On Fri, Nov 10, 2006 at 04:06:52PM -0500, Brian Haley wrote:
> Al Viro wrote:
> >On Fri, Nov 10, 2006 at 02:04:32PM -0500, Brian Haley wrote:
> >>Al Viro wrote:
> >>>so -= 1 is broken even on ia64 and it's *always* broken on big-endian
> >>>boxen.
> >>It's not broken in ia64, I've tested that, just don't have an x86 for 
> >>testing right now.  Can you please apply these changes and prove it's 
> >>broken?  This little trick has been done in other UNIXes for years 
> >>without any problems.
> >
> >Could you fscking read what you've replied to?  Your -=1 will turn 0
> >into 0xffff instead of correct 0xfffe.  IOW, it's broken in 1:65536
> >cases.
> 
> I looked again at your previous email:
> 
> >Note that even on little-endian you want
> >     3 -> 2
> >     2 -> 1
> >     1 -> 0xffff
> >     0 -> 0xfffe
> 
> That doesn't look right to me, but I'll take your word that there's one 
> edge case out there I don't see (even though this worked on Alpha). 
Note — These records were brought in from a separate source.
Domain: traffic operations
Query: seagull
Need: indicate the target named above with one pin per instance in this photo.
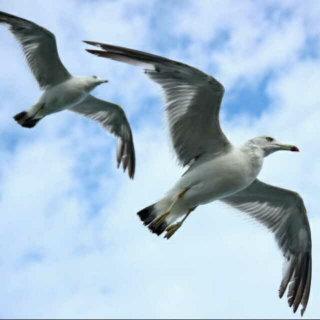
(62, 91)
(217, 170)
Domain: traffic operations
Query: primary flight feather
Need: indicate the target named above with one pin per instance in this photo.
(62, 91)
(218, 170)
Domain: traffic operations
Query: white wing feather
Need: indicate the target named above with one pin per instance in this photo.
(40, 49)
(113, 119)
(193, 101)
(282, 212)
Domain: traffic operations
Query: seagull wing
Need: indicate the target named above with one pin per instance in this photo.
(193, 101)
(40, 49)
(283, 212)
(113, 119)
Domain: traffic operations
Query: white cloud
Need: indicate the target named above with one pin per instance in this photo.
(72, 245)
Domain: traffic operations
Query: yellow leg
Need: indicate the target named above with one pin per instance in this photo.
(162, 217)
(172, 229)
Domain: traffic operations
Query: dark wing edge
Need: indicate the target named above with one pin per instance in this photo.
(193, 101)
(282, 212)
(40, 50)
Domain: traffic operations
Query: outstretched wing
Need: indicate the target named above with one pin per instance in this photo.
(193, 101)
(113, 119)
(40, 49)
(282, 212)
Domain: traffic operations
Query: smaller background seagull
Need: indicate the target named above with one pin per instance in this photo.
(62, 91)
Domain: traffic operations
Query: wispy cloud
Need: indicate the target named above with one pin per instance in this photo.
(72, 245)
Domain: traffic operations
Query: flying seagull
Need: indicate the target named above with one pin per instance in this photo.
(62, 91)
(218, 170)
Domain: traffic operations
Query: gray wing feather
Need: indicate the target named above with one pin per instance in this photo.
(193, 101)
(40, 49)
(113, 119)
(282, 212)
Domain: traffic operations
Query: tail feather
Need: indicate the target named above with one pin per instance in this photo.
(147, 215)
(25, 121)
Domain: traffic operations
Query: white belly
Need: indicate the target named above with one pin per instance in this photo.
(63, 96)
(219, 178)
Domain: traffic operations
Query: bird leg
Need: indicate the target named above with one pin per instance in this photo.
(162, 217)
(172, 229)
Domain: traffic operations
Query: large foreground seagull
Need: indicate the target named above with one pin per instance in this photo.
(65, 92)
(220, 171)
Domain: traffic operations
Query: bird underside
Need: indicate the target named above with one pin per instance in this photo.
(29, 121)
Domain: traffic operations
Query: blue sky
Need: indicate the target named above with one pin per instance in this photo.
(72, 245)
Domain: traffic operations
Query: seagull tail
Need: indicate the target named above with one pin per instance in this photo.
(25, 121)
(147, 215)
(29, 118)
(151, 213)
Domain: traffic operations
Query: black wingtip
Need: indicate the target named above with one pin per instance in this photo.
(89, 42)
(20, 116)
(95, 52)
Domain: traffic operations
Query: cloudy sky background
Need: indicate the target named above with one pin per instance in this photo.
(71, 243)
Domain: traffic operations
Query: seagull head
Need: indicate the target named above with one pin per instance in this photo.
(270, 145)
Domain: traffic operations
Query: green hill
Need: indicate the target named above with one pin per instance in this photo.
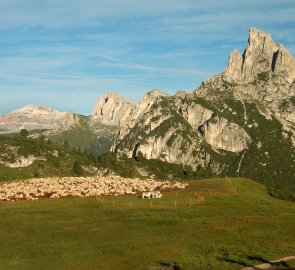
(226, 231)
(47, 158)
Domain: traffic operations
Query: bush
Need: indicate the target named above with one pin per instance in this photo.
(77, 168)
(24, 133)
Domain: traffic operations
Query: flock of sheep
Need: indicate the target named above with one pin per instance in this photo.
(57, 187)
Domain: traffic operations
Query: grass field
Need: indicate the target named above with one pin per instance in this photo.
(226, 231)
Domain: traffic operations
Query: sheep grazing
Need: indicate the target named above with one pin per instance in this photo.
(63, 187)
(152, 194)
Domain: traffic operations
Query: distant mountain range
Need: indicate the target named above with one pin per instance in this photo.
(240, 122)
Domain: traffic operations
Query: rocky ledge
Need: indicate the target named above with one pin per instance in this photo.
(57, 187)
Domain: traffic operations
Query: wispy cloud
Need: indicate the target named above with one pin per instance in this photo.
(77, 49)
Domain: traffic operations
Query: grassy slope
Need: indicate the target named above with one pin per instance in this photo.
(52, 166)
(83, 234)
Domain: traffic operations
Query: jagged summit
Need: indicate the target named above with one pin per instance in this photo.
(113, 108)
(261, 56)
(30, 117)
(34, 109)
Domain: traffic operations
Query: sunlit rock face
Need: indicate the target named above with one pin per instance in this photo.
(224, 121)
(30, 117)
(113, 109)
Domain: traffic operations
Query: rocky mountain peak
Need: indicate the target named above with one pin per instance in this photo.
(113, 109)
(69, 120)
(33, 109)
(262, 56)
(30, 117)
Sigh...  Here's how the checksum is defined:
        take array of bytes
        pad it to even length with 0
        split it into 16bit words
define x # y as (x + y) < 0x10000 ? x + y: x + y - 0xffff
        calculate sum = w0 # w1 # w2 # ..... # wn
        take 0xffff - sum (aka ~sum)
        store the resulting value in pair of bytes (with whatever
endianness you used all along).

Note that resulting pair of bytes does *not* depend on endianness.  See
aforementioned RFC for proof and for more fun properties of that sucker.